What is "scientifically incorrect" about Adam and Eve? And how and where were they "proved" wrong? And what other supposed "wrong facts" does the Bible contain? I don't know of any, despite studying it for many years.
And despite me asking for specifics (which you did to some extent), you then come out with another unsubstantiated over-generalisation, that this site "encourages ignorance". Where, specifically, does it do that?
Philip J. Rayment 02:42, 26 September 2007 (EDT)

why is this page locked?

Why isn't anyone allowed to edit this page? Can't an Australian even make some constributions about an animal in his own country?

Apparently the origins of the kangaroo are a hot button issue. How informational will an encyclopedia be where any animal entry says "As with all animals, Noah brought them all on an ark impossibly small to hold them all... blah blah blah...." --Truth is bipartisan 20:48, 18 March 2007 (EDT)

Land Bridge from Europe to Australia was not in any sources.

Land Bridge from Europe to Australia was not in any sources. Please keep that out in the future. Conservative 23:34, 19 March 2007 (EDT)conservative

The reference to "land-bridges" was added by someone, who is apparently confused, to replace the reference to the catastrophic continental drift theory. Please keep that in in the future. Dr. Richard Paley 15:03, 20 March 2007 (EDT)
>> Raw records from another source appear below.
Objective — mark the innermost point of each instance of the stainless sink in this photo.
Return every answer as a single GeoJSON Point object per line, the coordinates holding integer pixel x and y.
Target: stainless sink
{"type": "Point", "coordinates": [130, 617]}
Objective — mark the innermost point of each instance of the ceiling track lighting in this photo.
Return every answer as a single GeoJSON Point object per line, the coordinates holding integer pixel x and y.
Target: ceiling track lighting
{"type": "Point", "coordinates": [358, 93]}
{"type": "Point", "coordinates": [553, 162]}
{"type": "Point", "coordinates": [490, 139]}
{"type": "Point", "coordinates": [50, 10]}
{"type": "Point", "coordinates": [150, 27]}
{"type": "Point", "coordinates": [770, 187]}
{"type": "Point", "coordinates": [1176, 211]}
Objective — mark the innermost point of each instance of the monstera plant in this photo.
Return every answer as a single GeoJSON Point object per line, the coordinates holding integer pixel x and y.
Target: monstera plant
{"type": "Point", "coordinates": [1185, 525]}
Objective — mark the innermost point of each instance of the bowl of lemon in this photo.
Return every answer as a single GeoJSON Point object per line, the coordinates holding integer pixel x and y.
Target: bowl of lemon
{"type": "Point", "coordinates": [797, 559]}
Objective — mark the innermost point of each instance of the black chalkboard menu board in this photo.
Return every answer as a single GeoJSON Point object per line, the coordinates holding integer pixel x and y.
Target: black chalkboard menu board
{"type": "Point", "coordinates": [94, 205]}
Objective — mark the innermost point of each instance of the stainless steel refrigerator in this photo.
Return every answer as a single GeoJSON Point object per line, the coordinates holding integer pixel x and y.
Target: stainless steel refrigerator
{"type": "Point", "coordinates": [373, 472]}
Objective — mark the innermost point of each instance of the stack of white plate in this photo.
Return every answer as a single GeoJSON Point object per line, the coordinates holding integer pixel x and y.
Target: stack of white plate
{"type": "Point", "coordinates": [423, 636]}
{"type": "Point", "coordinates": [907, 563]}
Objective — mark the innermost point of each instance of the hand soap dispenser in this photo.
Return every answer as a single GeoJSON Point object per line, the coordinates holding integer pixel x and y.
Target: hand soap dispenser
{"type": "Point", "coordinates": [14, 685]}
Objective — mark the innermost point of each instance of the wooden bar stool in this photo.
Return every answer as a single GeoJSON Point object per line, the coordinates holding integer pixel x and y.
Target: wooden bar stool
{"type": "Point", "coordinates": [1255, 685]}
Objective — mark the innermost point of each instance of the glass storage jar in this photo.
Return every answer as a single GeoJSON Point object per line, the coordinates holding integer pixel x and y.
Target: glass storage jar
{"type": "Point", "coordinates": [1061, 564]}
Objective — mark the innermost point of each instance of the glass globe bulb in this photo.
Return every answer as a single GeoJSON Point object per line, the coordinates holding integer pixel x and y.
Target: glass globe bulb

It should be noted that this page is all speculation.

Native??

How can something be "now native"? Native refers to where something came from. If you're going with the normal evolution thought, then they are native to Australia. If you're going with the tale that they came from the Mid-East, then they are native to the Mid-East (or ideally where they came before the flood, which could be australia). Jrssr5 13:07, 20 March 2007 (EDT)

Evolutionists hold that all animals are non-native to the place they are currently living since they have been scurrying about for billions of years transmogrifying themselves into different things. "Now native" allows for both the Darwinian and Biblical views, as it expresses the idea that kangaroos have been habituated to Australia for thousands of years. This is a reasonable compromise, except apparently to the Darwinists who want to turn Conservapedia into Wikipedia through a slow death of a thousand cuts. Dr. Richard Paley 15:00, 20 March 2007 (EDT)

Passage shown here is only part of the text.